Please note that you should never self-prescribe TCM ingredients. A TCM ingredient is almost never eaten on its own but as part of a formula containing several ingredients that act together. Please consult a professional TCM practitioner, they will be best able to guide you.
Preparation: Remove impurities, wash, soak in water, cut in thick slices and dry.
Dosage: 15 - 45 grams
Main actions according to TCM*: Clears Heat and dispels toxicity. Expels pus.
Contraindications*: Not recommended for pregnant women.
In Traditional Chinese Medicine (TCM), Jin Qiao Mai belongs to the 'Herbs that clear Heat and relieve Toxicity' category. Herbs in this category are used to clear inflammatory and infectious conditions, referred to as 'Internal Heat' in TCM. This is why most of the herbs in this category will have both antibacterial and antiviral properties. In TCM one has too much 'Internal Heat' in their body as a result of a deficiency of 'Yin' (which is Cold in nature, see our explanation on Yin and Yang) or, more commonly, an Excess of Yang (Hot in nature). Herbs that clear Heat and relieve Toxicity treat the latter while, at the same time, removing infectious toxins from the body. As such they tend to be Cold or Neutral in nature.
As suggested by its category Jin Qiao Mai is Cool in nature. This means that Jin Qiao Mai tends to help people who have too much 'Heat' in their body, although with less effect than a plant that would be Cold in nature. Balance between Yin and Yang is a key health concept in TCM. Those who have too much Heat in their body are said to either have a Yang Excess (because Yang is Hot in nature) or a Yin deficiency (Yin is Cold in Nature). Depending on your condition Jin Qiao Mai can help restore a harmonious balance between Yin and Yang.

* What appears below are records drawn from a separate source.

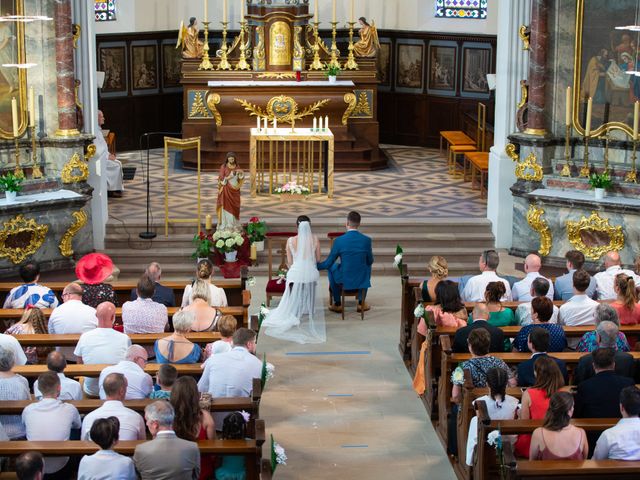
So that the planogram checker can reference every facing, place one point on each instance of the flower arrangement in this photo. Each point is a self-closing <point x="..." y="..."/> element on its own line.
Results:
<point x="292" y="188"/>
<point x="227" y="241"/>
<point x="256" y="229"/>
<point x="203" y="243"/>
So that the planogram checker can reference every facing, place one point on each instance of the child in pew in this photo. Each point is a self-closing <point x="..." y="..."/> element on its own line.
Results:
<point x="167" y="375"/>
<point x="233" y="467"/>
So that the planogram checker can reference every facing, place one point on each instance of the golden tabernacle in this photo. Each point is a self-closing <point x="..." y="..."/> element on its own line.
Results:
<point x="276" y="68"/>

Jin Qiao Mai also tastes Pungent. The so-called 'Five Phases' theory in Chinese Medicine states that the taste of TCM ingredients is a key determinant of their action in the body. Pungent ingredients like Jin Qiao Mai tends to promote the circulations of Qi and Body Fluids. That's why for instance someone tends to sweat a lot when they eat spicy/pungent food.
The tastes of ingredients in TCM also determine what Organs and Meridians they target. As such Jin Qiao Mai is thought to target the Lung. In addition to performing respiration, the Lungs are thought in TCM to be a key part of the production chain for Qi and the Body Fluids that nourish the body.